Expectations of a deal have been rising in recent weeks, after the EU agreed to use a real-time UK database tracking goods moving over the Irish sea border. That allowed the two sides to enter a negotiating “tunnel” where talks intensify and external communications are kept to a minimum in order to make progress.

The two sides want to unlock a comprehensive deal by the end of February, ahead of the April anniversary of the 1998 Belfast peace agreement, Bloomberg previously reported. A resolution would end the drawn-out dispute over the Northern Ireland Protocol, part of the wider Brexit deal signed in 2020, which was drawn up to avoid a land border on the island of Ireland. 

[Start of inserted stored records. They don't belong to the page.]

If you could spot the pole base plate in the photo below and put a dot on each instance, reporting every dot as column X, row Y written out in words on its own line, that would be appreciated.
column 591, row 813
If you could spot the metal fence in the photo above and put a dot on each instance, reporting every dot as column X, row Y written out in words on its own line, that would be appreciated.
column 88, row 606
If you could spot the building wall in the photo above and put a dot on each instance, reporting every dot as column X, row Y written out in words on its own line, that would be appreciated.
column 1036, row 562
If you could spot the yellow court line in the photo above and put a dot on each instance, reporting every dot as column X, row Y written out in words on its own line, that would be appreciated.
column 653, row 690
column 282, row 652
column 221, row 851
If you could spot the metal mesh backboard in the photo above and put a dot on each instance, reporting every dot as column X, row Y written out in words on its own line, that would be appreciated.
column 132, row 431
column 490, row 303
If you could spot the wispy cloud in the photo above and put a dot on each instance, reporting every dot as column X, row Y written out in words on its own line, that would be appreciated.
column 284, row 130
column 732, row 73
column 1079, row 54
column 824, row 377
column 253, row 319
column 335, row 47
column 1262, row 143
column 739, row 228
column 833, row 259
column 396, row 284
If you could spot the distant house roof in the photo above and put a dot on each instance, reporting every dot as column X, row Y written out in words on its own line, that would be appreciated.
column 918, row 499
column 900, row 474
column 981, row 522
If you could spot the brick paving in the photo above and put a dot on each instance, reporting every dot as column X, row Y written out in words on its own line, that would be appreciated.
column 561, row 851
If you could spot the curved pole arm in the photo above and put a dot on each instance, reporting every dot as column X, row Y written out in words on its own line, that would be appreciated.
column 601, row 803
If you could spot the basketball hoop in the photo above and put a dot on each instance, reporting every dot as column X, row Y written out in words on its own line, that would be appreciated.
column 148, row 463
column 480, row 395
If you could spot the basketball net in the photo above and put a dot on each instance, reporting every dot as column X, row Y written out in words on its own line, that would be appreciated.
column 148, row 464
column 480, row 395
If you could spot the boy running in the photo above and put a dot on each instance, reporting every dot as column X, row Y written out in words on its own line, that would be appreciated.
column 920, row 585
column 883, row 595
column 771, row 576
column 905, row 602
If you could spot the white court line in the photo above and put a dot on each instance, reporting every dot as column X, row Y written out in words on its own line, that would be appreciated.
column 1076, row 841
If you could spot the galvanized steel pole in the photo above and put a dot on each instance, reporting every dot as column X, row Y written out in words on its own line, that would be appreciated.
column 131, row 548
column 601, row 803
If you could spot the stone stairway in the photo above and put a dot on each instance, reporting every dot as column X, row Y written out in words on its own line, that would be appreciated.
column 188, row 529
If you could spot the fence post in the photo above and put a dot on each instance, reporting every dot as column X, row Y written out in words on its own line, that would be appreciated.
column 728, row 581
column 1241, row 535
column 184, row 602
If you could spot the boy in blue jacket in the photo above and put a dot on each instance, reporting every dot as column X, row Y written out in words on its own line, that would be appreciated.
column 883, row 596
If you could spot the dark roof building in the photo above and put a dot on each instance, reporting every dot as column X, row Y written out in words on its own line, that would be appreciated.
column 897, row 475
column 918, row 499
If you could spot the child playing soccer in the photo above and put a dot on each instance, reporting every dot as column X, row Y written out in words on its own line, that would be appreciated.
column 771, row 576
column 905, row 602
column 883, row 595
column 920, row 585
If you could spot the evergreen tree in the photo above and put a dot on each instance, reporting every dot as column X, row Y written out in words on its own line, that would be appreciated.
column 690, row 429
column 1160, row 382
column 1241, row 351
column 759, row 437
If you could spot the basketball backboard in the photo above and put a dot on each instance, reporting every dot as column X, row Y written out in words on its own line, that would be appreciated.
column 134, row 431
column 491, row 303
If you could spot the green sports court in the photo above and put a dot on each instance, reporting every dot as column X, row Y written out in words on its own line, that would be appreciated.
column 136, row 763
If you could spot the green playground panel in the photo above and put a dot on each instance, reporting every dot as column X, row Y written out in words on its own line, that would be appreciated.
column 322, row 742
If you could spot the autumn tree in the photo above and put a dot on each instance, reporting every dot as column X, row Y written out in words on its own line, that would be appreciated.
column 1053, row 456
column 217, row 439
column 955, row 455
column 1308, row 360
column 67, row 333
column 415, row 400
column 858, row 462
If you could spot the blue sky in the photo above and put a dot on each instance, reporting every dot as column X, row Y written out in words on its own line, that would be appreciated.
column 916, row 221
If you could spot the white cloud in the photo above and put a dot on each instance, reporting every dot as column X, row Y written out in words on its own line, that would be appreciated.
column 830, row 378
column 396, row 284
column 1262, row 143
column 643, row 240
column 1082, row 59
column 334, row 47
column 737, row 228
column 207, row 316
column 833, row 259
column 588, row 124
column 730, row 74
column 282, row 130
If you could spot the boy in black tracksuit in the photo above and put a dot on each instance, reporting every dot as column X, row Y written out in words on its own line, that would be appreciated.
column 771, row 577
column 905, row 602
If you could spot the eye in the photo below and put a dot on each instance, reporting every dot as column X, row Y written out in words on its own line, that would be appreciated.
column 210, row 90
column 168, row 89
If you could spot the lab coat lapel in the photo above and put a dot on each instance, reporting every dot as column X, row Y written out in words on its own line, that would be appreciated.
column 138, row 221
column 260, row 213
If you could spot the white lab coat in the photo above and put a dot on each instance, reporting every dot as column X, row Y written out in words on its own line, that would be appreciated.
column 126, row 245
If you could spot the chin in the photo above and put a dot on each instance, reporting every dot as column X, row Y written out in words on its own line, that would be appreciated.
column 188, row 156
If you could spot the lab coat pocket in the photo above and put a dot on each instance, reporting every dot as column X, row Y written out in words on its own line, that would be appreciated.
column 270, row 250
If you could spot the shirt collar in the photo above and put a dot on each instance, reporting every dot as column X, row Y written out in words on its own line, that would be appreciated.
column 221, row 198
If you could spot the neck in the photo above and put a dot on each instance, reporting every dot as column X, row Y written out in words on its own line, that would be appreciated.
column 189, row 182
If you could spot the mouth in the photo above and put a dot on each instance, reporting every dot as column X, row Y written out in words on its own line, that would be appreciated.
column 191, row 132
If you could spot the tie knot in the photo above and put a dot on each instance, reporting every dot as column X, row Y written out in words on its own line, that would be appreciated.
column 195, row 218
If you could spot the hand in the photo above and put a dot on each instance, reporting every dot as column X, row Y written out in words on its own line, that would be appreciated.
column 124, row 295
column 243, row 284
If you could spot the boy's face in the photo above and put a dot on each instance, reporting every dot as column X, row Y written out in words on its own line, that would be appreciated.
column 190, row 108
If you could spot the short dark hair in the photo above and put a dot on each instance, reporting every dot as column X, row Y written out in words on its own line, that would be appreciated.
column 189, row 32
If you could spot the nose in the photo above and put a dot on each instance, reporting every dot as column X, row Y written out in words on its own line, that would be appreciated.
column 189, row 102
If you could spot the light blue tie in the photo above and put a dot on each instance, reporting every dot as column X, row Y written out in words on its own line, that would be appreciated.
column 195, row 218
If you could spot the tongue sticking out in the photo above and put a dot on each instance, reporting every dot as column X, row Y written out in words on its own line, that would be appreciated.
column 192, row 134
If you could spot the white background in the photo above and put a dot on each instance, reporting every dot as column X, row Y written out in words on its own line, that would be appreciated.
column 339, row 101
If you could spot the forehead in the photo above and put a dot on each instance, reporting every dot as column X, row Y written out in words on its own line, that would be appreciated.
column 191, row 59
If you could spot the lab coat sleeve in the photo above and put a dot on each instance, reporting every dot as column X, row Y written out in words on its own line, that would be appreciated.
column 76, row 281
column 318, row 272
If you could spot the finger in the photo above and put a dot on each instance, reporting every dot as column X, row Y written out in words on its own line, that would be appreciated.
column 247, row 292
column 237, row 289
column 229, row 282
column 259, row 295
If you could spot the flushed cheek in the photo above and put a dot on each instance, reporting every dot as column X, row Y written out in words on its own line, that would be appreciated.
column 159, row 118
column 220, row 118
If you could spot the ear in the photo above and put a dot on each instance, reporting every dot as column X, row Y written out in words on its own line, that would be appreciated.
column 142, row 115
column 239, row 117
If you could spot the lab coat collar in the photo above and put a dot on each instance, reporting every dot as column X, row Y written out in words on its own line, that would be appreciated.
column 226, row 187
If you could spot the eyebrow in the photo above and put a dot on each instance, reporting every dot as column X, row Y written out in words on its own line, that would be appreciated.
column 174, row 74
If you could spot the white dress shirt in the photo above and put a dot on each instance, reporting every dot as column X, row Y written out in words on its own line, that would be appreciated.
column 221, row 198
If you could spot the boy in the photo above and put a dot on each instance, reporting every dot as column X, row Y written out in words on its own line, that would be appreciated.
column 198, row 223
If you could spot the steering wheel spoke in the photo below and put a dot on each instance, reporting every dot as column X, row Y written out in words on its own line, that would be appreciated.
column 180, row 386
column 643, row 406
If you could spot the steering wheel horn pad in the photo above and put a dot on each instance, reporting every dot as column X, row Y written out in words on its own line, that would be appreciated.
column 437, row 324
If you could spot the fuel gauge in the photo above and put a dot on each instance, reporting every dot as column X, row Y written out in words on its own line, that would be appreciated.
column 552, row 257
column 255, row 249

That effectively placed a frontier in the Irish Sea — allowing Northern Ireland to remain in the EU single market. But it has disrupted trade between Northern Ireland and Great Britain because of the burden of new paperwork and customs procedures. 

Why Northern Ireland Keeps the UK and Europe at Odds: QuickTake

The UK government and Northern Ireland unionists also don’t like that the protocol effectively creates an internal border within a sovereign country, with the European Court of Justice overseeing large parts of the arrangement.

The UK is particularly anxious to get a deal that satisfies the Democratic Unionist Party, which has consistently opposed the protocol and insists on keeping ties between Great Britain and Northern Ireland as close as possible. 

The DUP has for almost a year blocked the formation of Northern Ireland’s power-sharing government, in protest at the terms of the original Brexit deal. Heaton-Harris has opted not to call an election in the region immediately to break the impasse, indicating that progress in negotiations may help resolve the situation.

Though Sunak has won the political backing of opposition Labour leader Keir Starmer, who pledged his support for any eventual deal, he’ll be reluctant to not to exacerbate unrest in his own fractious party by agreeing to a deal that will upset his Brexit-supporting MPs.